Gianfranco Vitale: "LA CURA NELL’AUTISMO: QUALE?"
Esiste un legame, e in tal caso quale, tra l’approccio medico-farmacologico e quello psico-educativo all’autismo? Per rispondere a questa domanda occorre innanzitutto ricordare che non si dispone, allo stato attuale, di una strategia in grado di “guarire“ l’autismo. Quelli messi in campo sono in prevalenza sistemi , conosciuti e validati dalla scienza internazionale, di tipo cognitivo-comportamentale, psico-educativo e di supporto alla comunicazione, finalizzati a migliorare le autonomie, i deficit sociali e le competenze individuali delle persone autistiche.
Per quanto possa apparire “strano”, o se si preferisce “non in linea” con l’orientamento appena citato (ma chi lo pensa dimentica che in vasti settori della psichiatria italiana permane l’antico pregiudizio che identifica i DSA con una malattia mentale… ), ultimamente – in rapporto all’autismo - si è assistito ad un consistente aumento degli interventi farmacologici.
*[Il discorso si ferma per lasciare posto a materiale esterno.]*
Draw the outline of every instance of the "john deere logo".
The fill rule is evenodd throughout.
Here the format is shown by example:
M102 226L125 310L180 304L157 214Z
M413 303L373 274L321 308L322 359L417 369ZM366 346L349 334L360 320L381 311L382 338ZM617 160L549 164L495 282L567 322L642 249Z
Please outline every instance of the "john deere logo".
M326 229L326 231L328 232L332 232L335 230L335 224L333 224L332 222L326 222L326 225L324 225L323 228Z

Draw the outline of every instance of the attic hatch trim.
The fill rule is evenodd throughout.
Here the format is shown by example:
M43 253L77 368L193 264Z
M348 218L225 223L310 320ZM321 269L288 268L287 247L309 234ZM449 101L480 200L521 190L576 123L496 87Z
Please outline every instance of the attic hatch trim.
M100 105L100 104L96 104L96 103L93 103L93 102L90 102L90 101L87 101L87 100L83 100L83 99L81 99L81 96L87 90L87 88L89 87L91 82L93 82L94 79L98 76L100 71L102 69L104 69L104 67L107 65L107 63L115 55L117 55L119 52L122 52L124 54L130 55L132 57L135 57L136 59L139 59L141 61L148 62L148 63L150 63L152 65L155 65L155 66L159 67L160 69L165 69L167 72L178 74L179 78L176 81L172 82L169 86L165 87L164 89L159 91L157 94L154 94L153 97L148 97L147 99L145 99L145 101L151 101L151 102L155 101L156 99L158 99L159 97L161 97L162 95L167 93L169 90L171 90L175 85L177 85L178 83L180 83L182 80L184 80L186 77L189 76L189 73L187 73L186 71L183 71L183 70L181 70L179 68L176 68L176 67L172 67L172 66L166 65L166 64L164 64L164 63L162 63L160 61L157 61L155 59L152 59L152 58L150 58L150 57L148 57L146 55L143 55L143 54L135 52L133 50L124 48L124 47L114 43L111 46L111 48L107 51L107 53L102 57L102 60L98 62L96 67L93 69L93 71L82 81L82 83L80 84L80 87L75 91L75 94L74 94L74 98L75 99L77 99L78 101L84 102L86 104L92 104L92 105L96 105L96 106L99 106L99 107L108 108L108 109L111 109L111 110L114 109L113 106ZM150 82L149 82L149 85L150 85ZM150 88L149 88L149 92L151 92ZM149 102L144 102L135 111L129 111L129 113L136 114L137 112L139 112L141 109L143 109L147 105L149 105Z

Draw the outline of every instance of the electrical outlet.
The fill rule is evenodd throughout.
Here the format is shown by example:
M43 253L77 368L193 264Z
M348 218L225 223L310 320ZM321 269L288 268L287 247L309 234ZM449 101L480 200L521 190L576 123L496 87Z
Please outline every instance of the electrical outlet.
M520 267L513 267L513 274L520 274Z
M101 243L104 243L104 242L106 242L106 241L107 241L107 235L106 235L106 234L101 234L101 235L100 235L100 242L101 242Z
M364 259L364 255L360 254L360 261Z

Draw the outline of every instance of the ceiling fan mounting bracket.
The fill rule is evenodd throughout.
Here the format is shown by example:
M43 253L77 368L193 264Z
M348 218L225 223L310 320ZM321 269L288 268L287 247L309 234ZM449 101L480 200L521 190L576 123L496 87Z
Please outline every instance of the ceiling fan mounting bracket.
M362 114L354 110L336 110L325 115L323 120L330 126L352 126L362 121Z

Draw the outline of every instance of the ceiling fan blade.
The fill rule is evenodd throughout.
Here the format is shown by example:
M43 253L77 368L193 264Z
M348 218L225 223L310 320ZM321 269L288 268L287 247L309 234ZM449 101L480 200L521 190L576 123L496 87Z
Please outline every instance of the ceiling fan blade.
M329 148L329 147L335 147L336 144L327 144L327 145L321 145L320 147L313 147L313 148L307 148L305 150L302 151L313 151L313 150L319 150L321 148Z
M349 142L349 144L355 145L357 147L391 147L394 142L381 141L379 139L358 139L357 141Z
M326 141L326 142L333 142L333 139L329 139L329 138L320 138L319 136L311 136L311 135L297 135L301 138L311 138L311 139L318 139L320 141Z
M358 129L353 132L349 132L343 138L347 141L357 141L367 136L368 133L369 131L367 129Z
Ciò ha destato, ed era inevitabile, viva preoccupazione e diffuso allarme tra le famiglie… Sentimenti tanto più comprensibili dal momento che nessun farmaco si è finora dimostrato efficace nel “curare” l’autismo e/o nel modificare radicalmente i sintomi “nucleari” che ne sono alla base: i disturbi dell’interazione reciproca e la ristrettezza degli interessi.
Peraltro questa considerazione è stata, ed è, il primo e insuperabile limite alla utilizzazione di psicofarmaci nei DSA: si tratta di un concetto affermato dalla Linea Guida 21 dell´ISS nel 2011 e confermato nell´agosto 2013 dalla Linea Guida, NICE, del Regno Unito.